A touch of background: California actually has four stages of COVID-19 management: purple, red, orange and yellow, in decreasing order of intensity.

The good news is that now everybody doesn’t have to eat outside All events must be held outdoors in the Purple Tier, and indoor gatherings are strictly prohibited in the Red, Orange, and Yellow Tiers.” Bad news: according to Politico, more than half of the state’s population is actually in the Purple Tier, and more counties likely to be added next week.

There is also a mandated six-foot seat difference for diners that are not in the same household and “face coverings must be worn in compliance with the CDPH Guide to the Use of Face Coverings, unless an exception is available.”
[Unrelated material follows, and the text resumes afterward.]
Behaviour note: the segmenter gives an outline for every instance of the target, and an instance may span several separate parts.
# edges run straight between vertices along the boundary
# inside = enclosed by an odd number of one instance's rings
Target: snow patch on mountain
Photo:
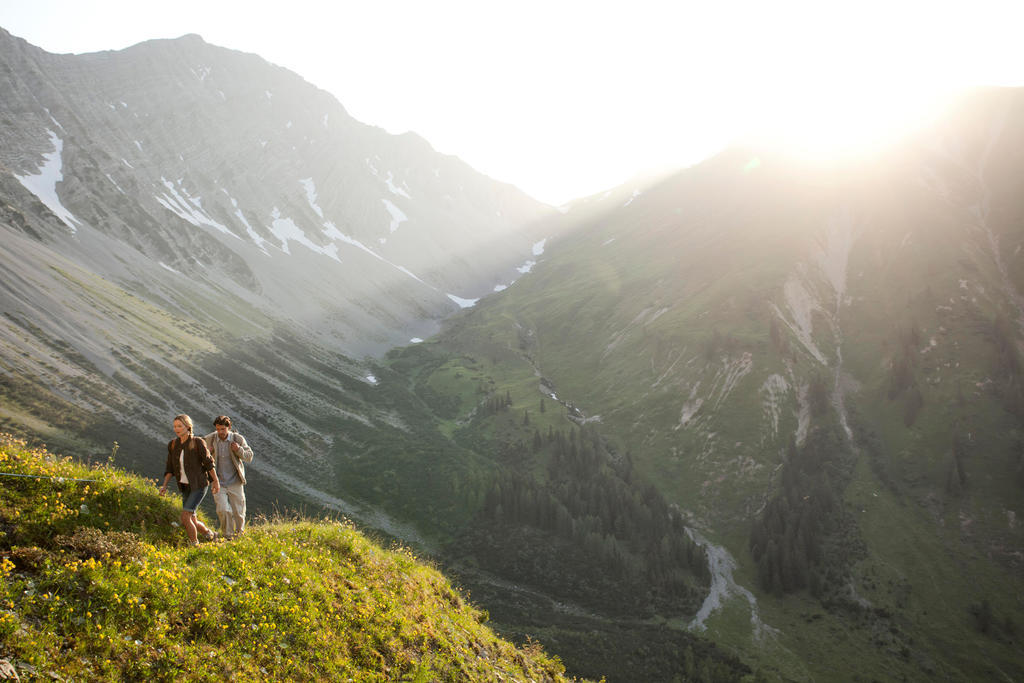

Ghaly was asked about Newsom’s visit to the French laundry during the media conference. According to KABC-TV, “he said that his attention was on reducing the spread of COVID-19 in the state and referring reporters to Newsom’s comment.”

However, Robert Salonga in the San Jose Mercury News astutely observed that for the 20 minutes or so of the news conference leading up to that issue, Ghaly repeated a variety of health and safety advisories that effectively instructed Californians not to do what Newsom did.”

If only the governor has modeled better conduct for all of us. Now if you’re going to forgive me, I’m going to have to cook a pearl tapioca sabayon with Island Creek oysters and Regiis Ova caviar as they sell at The French Laundry. I’m getting 12 households over for dinner, and I’m going to be spoiled if keeping those ingredients fresh for a lot of people isn’t hard, particularly if you’re serving such a fragrant dish in an unventilated room.

Plus, I need to google what the “sabayon” is like. He led me down the primrose road to the ruin of COVID, that of Gavin Newsom.